First, the good news. Online music sales nearly doubled from the previous year and accounted for almost $2 billion in sales. When you look at the overall picture, online sales accounted for 10 percent of total music sales during 2006.

And the bad news? The surge in online sales did not replace numbers lost in the downward spiral of CD sales. Although people are buying more music online, people are buying even fewer CDs offline.

It was only a year ago when the International Federation of the Phonographic Industry said it expected online sales to make up for the losses the recording industry experienced over the past five years – losses the IFPI blames on music piracy and competition from new media.

But the IFPI’s 2007 Digital Music Report says growth in online sales has slowed compared to 2005, a year that showed sales nearly tripling when compared to the previous year.

With the issuance of the latest report, the IFPI also said it would move to sue Internet service providers if those providers continue to harbor users who have been identified as bona fide music pirates.

The IFPI also said it hopes online sales will begin compensating for the loss in CD sales sometime this year.

“We don’t have the holy grail of digital (online) offsetting the decline of CDs as yet,” IFPI Chairman John Kennedy said.
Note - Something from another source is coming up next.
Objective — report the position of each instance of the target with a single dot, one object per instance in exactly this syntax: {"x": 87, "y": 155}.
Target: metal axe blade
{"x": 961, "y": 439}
Alex Zubillaga, Warner Music’s chief executive VP for digital strategy and business development, said music companies were too complacent and needed to innovate to attract and keep customers.

As an example, Zubillaga cited Madonna’s latest album release, Confessions On A Dance Floor, which Warner Bros. issued in three different versions, noting that the two versions that included bonus material and cost $11.99 outsold the standard $9.99 CD.

The IFPI also reported that consumers purchased 795 million single-track downloads in 2006, up 89 percent on the 420 million sold during the previous year, and predicted that online sales will make up a quarter of all sales worldwide by 2010.